Están ya los dos jadeantes, uno frente al otro, mirándose fijamente a los ojos, sin demasiado odio ni demasiado rencor. El avenate ha pasado y el sudor les rueda por la cuenca de los ojos, por la barba, por la comisura de los labios. Silencio. El silencio duele. El silencio salpica las pestañas de rabia mal contenida, de arrepentimiento. El silencio multiplica el canto lejano de las chicharras bajo las buganvillas de los jardines. Antonio silba una tonada que no logra salir de los labios. Eugenio sacude el polvo al camisolín y se pasa la palma de la mano por la boca. Toto suspira.

– No quise ofenderte – dice Eugenio-. La verdad es que no podía imaginar que estabas arrancado por ella.

– Y yo creí que tú eras más hombre – contesta Toto.

– Oye, que lo soy, eh. Mucho cuidado, que lo soy y tú lo sabes. Y además se respetar cuando hay que respetar.

La voz de Toto tiene ahora un tono desgarrado:

– Yo pensando que la querías bien, ya ves; que la querías de veras; que si preguntabas por ella y la buscabas es porque la ibas a quitar de servir y te ibas a casar con ella y te la ibas a llevar por ahí, lejos para que yo no pudiera ya verla más, al fin del mundo.

– Eso eran figuraciones tuyas, Toto, figuraciones… ¿Tú crees que yo estoy en condiciones de mantener una boca más?. Bastante tengo ya con lo que le mando a mi madre.

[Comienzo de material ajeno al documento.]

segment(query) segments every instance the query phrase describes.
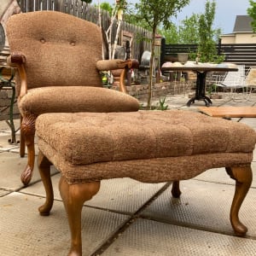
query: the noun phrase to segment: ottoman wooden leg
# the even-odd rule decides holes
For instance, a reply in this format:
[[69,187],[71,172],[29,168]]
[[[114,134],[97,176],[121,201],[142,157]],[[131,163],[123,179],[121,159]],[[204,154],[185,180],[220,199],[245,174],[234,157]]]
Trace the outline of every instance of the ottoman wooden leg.
[[179,189],[179,181],[172,182],[172,195],[175,198],[178,198],[181,195],[181,191]]
[[90,200],[100,189],[100,182],[69,185],[61,177],[59,183],[61,196],[67,214],[71,232],[71,248],[68,255],[82,255],[81,212],[84,202]]
[[240,222],[238,212],[252,183],[252,168],[251,166],[226,167],[226,172],[231,178],[236,180],[236,191],[230,210],[230,222],[235,233],[244,236],[247,228]]
[[25,186],[30,183],[34,169],[35,161],[35,121],[36,117],[32,114],[25,115],[20,126],[21,136],[27,146],[27,165],[21,173],[20,179]]
[[41,215],[48,216],[49,211],[51,210],[53,201],[54,201],[54,192],[52,188],[52,183],[50,178],[50,166],[51,163],[49,160],[43,154],[41,151],[38,152],[38,164],[40,172],[40,176],[45,189],[46,200],[43,206],[38,208]]

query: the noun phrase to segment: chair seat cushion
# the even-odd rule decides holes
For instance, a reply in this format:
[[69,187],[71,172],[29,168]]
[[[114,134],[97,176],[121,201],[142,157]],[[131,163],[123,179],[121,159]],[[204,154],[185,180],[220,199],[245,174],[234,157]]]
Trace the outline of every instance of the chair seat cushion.
[[244,124],[180,110],[45,113],[36,129],[72,165],[252,153],[256,142]]
[[120,91],[92,86],[31,89],[19,102],[22,114],[44,113],[137,111],[138,101]]

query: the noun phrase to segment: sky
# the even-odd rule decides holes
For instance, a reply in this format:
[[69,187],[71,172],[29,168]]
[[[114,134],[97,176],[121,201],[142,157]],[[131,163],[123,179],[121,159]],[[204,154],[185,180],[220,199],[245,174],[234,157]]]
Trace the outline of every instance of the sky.
[[[250,7],[249,0],[215,0],[216,14],[214,20],[214,28],[221,28],[223,34],[231,33],[233,32],[236,16],[247,15],[247,9]],[[110,4],[115,3],[114,0],[100,0],[108,2]],[[129,3],[138,2],[137,0],[127,0]],[[180,20],[186,16],[190,17],[194,14],[202,14],[205,12],[206,0],[190,0],[190,3],[184,7],[180,13],[177,13],[177,19],[172,20],[178,25]],[[93,0],[97,3],[98,0]]]

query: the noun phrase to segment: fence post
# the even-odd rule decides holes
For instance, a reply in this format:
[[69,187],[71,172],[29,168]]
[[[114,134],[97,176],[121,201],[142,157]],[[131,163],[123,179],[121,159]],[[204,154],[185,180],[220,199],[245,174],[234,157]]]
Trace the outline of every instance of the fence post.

Bastante tengo con no ser una carga para la familia.

– Que eres un gallina y yo un primavera – dice Toto -. Los dos sois unos gallinas – señala a Antonio -. Tú, y él, los dos, fíjate. Los dos estáis cortados por la misma tijera.

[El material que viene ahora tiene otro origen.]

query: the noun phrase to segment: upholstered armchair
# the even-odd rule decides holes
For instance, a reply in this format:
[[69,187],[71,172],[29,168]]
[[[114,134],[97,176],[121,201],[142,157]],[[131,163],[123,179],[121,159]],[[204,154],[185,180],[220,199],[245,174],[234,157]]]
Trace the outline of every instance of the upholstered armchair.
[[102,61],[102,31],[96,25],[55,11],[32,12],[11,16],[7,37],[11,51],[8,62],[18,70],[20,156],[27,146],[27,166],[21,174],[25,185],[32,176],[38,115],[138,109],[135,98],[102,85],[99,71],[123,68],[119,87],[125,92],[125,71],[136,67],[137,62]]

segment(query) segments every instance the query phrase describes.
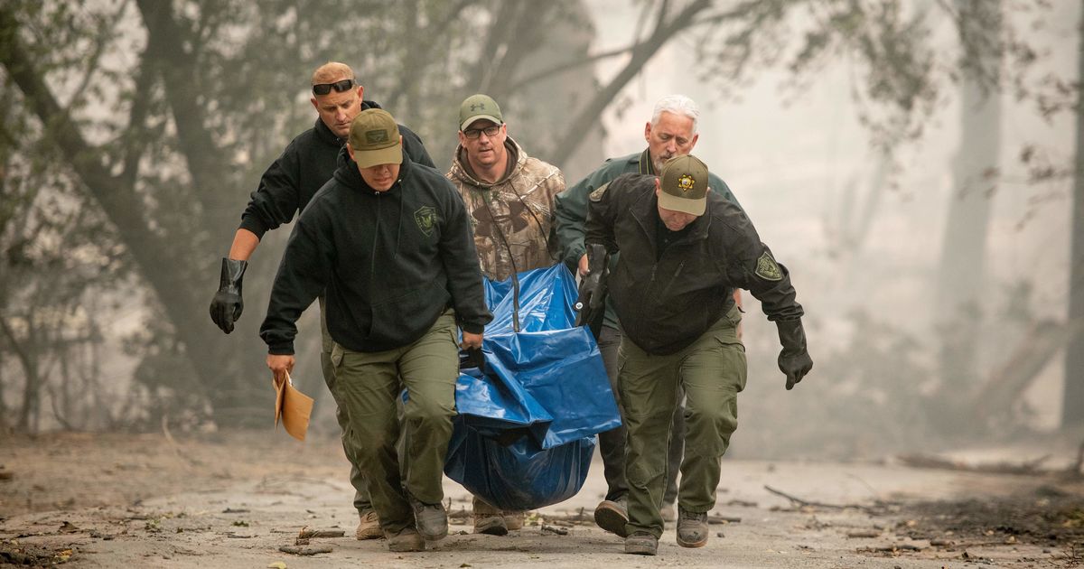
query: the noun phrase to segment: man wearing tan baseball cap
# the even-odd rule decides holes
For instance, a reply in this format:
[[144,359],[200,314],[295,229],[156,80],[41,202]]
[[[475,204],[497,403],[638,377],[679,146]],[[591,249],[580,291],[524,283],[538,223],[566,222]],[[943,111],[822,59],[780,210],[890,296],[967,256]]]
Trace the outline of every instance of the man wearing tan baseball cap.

Es ahora Eugenio el que tiene que sujetar a Antonio que se abalanza sobre Toto.

– Deja. Está loco. Déjale – dice -. ¿No ves que está borracho?. Con niños no se puede beber. Para beber hay que beber como hombres.

A Toto le caen lágrimas confundidas con el sudor. Se restrega la barba y los labios y se da luego un manotazo de rabia sobre el pecho:

– Mira que soy capaz de mataros a los dos. Uno a uno, o a los dos juntos, como queráis.

– Estás valiente – dice Eugenio -. Estás tú hoy muy valiente.

Soponcio a la cabeza. Humo y neblina. Turbias las aceras, turbios los tejados rojos y los maizales sin segar y la blanca flor del algodón. Arcadas. Toto arroja todo el fuego del vino que le quema la garganta apoyado en una verja. Antonio y Eugenio tienen que ayudarle para que no caiga redondo sobre la vomitina. Rechaza la ayuda y se limpia el espumarajo de la boca. Finalmente acaba por dejarse conducir dócilmente entre los dos.

– Toto, Totín, que está visto que no has nacido para borracho – dice Eugenio mientras le acaricia el cuello -. Hay que ver que te has puesto como una fiera por nada. Después de todo eres tú el que ha salido perdiendo: te has cargado el camisón y pensaba regalártelo antes de irme.

La tarde inútil que ni siquiera ha aprovechado la siesta se les clava a Toto y Antonio en la morriña cagalona. Que sino se fue a trabajar por el jolgorio y se perdió el jornal es necesario continuarlo, pero ninguno puede dar ya un paso.

Se sientan los tres en el bordillo del acerado como lo hicieran cinco años atrás, cuando marchaban al caer la tarde para asomarse a las celosías de la Colonia para ver desnudarse a las criadas. Buenos tiempos. Antes de ir a la "mili" para marcar el caqui, antes de poner cara seria a la vida. Cuando sólo se echaba de tarde en tarde una peonada agrícola y el resto del tiempo se malgastaba en gamberrear, en ir y venir sin ton ni son, en pedalear la cuesta arriba de los alcores entrenando la afición a la bicicleta a ver si por allí podía dársele una salida a la vida.

La brisa atlántica levanta pequeños remolinos de polvo y hace tililar las hojas de los pitósporos. De tarde en tarde una tromba de aire caliente eleva una columna de tierra.